Though no combat zones are within European Command's boundaries, the command is doing its part in supporting the global war on terrorism, new EUCOM deputy commander Army Gen. William E. "Kip" Ward said in an interview yesterday.
"Assigned forces of the United States European Command are involved globally in prosecuting this long war. Our forces are serving in Iraq, Afghanistan and also in Africa," Ward said. "The assigned forces of U.S. European Command are just as heavily committed to these global operations as are forces stationed anywhere else."
Perhaps more importantly than providing forces to the fight, EUCOM is working within its area of responsibility to prevent future such conflicts by supporting efforts to improve economic conditions and foster democracy.
Such so-called "shaping operations" or "phase zero operations" are going on throughout Africa and in former communist nations in Eastern Europe.
"In each of those locations, we are working with the nations within the region to ensure that information is available so that they can do their part in helping to prosecute this long war, as well as doing things on the ground with the armies, navies, air forces, marine forces of other countries to help them become better capable to do what they want to do, which is to bring stability to their regions," Ward said.
Operations such as the Trans-Sahara Counterterrorism Initiative -- formerly Pan-Sahel Initiative -- are designed to assist countries in "doing things to combat terror and to create conditions that are inhospitable to the movement of the enemy into those areas," Ward said.
Often military forces serve in supporting roles to other agencies and organizations of the U.S. government, such as the State and Treasury departments and U.S. Agency for International Development; nongovernmental groups, such as the World Bank; and international bodies, including NATO, the African Union and the Economic Community of West African States.
"Obviously the diplomatic dialogue that is going on among many of the nations to help reduce the problems that exist between the nations, we are involved in bolstering and reinforcing those efforts," Ward said.
"So while we may not be the lead actor in some of those activities, we certainly are supporting in those diplomatic endeavors," he noted. "Clearly the economic vibrancy of the nations of that region is very important to our nation, and so, likewise, we are involved in supporting roles helping to reinforce some of those initiatives."
U.S. defense and national leaders have said repeatedly that all elements of national power will need to be applied to win the war on terrorism, and Ward backed this belief up.
"It's important that we all work as seamlessly as we can in a collaborative way to ensure that our efforts are producing the desired outcomes that we all would seek, as well as would be sought by the nations in the region," he said.
Theater security cooperation programs also help other countries in EUCOM's area learn how to cooperate similarly with other institutions of their own governments and countries. "That only happens if they're integrated in good ways, and our security cooperation program is designed to do that," Ward said. "It's prioritized so that we can do it in areas that we think we can make the most difference in now and out into the future."
Ward recently concluded a stint in Israel as the U.S. security coordinator for the Palestinian Authority.
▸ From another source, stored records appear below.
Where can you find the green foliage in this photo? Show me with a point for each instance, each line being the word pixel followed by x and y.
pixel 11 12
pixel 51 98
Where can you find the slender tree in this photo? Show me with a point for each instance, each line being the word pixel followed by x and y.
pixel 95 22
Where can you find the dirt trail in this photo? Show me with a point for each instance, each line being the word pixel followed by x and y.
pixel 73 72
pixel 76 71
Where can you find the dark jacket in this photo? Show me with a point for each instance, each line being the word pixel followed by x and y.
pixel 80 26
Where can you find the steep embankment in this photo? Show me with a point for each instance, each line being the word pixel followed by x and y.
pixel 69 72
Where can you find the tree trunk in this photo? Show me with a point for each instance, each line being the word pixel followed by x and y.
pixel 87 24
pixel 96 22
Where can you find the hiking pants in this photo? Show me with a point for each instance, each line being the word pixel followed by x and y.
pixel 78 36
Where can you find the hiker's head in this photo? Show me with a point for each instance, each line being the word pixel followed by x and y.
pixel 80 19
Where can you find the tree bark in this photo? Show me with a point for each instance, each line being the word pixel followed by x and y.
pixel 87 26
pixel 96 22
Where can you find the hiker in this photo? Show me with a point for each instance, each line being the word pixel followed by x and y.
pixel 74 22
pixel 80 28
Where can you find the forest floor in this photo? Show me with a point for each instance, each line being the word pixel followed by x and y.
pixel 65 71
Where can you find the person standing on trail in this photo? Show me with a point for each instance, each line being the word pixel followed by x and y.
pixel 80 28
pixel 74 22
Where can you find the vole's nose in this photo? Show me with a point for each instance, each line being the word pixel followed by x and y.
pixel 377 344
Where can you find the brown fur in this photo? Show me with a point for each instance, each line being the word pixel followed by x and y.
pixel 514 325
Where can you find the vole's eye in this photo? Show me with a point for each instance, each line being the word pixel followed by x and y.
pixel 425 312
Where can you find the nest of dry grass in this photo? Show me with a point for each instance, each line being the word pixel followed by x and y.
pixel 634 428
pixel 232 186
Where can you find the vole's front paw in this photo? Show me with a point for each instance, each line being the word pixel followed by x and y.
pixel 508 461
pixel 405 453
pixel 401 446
He said his experiences there reinforced something he learned throughout his career, including an earlier tour as commander of the NATO Stabilization Force in Bosnia-Herzegovina: "The basic needs, desires and aspirations of ... people are pretty, pretty common."
"They want stability in their lives. They want good governments. They want the ability to make a living," he said.
The general said the men and women of U.S. European Command live and believe in the command's motto: "Securing the Future."
"We're doing things today to ensure that the future for tomorrow for both our nation, as well as the nations of the region, are taken great care of," he said.